Using pandas to parse csv files in python issues

Question:

I’m currently working on a script to help sort items in a csv file. As it can be seen in the code below, I’m employing pandas to read in two specific columns of the csv file and then converting the read data into lists. What I’m trying to accomplish (in a simple, although insufficient, way) is to parse through these two lists which match up according to the following image:

Result of using panda to read in two specific columns of csv file. Note: that on the right column labeled Responsible are department names listed and on the right column labeled Status are status on order put into the given department.

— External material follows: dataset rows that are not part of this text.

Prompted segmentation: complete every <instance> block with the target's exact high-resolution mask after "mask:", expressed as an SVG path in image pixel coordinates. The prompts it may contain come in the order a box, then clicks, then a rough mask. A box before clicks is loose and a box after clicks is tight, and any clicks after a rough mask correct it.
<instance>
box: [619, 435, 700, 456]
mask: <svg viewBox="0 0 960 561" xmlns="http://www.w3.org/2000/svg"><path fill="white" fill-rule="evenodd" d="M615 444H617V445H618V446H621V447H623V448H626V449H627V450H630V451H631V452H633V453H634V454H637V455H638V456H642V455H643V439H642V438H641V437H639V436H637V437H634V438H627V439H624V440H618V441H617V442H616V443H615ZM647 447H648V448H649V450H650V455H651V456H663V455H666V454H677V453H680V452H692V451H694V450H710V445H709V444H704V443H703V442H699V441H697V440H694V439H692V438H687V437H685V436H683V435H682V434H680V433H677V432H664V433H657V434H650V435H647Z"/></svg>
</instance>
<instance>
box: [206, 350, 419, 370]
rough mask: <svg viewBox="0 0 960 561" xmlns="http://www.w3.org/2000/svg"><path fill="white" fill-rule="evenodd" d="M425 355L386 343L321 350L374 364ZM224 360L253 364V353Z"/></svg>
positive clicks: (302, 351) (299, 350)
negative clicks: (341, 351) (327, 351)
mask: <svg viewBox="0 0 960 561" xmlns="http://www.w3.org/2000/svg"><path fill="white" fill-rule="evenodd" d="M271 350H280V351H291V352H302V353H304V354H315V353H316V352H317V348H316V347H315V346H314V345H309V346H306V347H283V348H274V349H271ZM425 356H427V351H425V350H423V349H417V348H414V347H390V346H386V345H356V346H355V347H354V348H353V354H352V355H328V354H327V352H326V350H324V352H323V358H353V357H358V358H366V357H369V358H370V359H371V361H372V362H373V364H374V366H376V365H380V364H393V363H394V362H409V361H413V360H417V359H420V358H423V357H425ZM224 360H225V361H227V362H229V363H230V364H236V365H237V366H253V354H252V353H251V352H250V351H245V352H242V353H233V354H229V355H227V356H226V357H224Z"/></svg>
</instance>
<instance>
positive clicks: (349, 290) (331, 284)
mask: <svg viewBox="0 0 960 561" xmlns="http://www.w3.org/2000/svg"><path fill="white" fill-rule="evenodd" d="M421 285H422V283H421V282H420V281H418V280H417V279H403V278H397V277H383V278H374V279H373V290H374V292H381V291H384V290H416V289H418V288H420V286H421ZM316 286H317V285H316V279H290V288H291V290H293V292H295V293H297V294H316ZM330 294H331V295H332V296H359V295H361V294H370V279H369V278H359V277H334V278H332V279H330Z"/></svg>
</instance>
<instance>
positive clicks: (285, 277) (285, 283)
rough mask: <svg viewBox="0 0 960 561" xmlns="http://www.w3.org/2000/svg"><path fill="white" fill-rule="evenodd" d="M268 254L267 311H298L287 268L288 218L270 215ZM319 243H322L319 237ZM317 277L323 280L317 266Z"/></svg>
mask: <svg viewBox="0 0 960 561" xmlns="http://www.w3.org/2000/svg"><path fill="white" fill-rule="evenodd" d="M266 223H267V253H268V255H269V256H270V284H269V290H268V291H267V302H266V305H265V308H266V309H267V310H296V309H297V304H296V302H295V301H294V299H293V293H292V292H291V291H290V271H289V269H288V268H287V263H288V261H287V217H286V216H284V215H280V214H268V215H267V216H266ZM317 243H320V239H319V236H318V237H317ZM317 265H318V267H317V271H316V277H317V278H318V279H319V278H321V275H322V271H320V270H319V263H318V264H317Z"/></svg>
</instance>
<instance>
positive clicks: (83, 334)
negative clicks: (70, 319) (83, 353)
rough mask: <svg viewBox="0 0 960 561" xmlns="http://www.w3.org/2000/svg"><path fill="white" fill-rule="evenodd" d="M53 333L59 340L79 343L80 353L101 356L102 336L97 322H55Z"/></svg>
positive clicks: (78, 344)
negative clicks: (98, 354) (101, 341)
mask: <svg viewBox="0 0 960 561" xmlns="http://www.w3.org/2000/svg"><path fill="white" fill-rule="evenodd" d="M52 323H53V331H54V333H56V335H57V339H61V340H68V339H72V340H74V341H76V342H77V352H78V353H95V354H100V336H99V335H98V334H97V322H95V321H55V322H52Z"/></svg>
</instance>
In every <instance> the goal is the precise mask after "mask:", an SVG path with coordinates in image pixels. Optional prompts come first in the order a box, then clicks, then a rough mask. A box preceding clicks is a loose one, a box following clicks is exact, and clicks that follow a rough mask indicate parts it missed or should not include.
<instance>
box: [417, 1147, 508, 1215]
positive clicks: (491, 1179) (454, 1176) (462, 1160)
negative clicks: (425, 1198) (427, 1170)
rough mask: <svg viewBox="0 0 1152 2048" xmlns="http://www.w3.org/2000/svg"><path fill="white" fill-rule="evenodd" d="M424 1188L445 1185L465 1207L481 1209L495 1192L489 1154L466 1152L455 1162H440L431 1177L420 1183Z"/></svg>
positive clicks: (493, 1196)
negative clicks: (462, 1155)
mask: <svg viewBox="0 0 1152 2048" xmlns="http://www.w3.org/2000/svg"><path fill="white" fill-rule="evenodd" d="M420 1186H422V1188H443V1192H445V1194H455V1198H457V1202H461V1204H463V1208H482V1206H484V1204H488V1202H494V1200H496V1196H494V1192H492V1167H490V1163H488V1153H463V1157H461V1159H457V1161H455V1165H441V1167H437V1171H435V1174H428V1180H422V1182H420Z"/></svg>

Here is the a copy of the code I’m using to parse through the two lists:

    import pandas as pd

    PHSc = 0
    PHSi = 0
    PHS = 0
    MOB = 0
    MOBc = 0
    MOBi = 0
    PHR = 0
    PHRc = 0
    PHRi = 0
    SYH = 0
    SYHc = 0
    SYHi = 0
    APS = 0
    APSc = 0
    APSi = 0
    ANA = 0
    ANAc = 0
    ANAi = 0
    CKC = 0
    CKCc = 0
    CKCi = 0
    RLG = 0
    RLGc = 0
    RLGi = 0
    DJ = 0
    DJc = 0
    DJi = 0
    EMS = 0
    EMSc = 0
    EMSi = 0
    CTS = 0
    CTSc = 0
    CTSi = 0
    ROT = 0
    ROTc = 0
    ROTi = 0
    SW = 0
    SWc = 0
    SWi = 0
    NU = 0
    NUc = 0
    NUi = 0
    RON = 0
    RONc = 0
    RONi = 0
    MON = 0
    MONc = 0
    MONi = 0
    TJS = 0
    TJSc = 0
    TJSi = 0
    VCH = 0
    VCHc = 0
    VCHi = 0
    NLN = 0
    NLNc = 0
    NLNi = 0
    KND = 0
    KNDc = 0
    KNDi = 0
    SHE = 0
    SHEc = 0
    SHEi = 0
    DOS = 0
    DOSc = 0
    DOSi = 0
    E1 = 0
    E1c = 0
    E1i = 0
    MOC = 0
    MOCc = 0
    MOCi = 0
    AC = 0
    ACc = 0
    ACi = 0
    SL = 0
    SLc = 0
    SLi = 0
    JER = 0
    JERc = 0
    JERi = 0
    BLP = 0
    BLPc = 0
    BLPi = 0

    file = input("Please enter the name of the file (include .csv): ")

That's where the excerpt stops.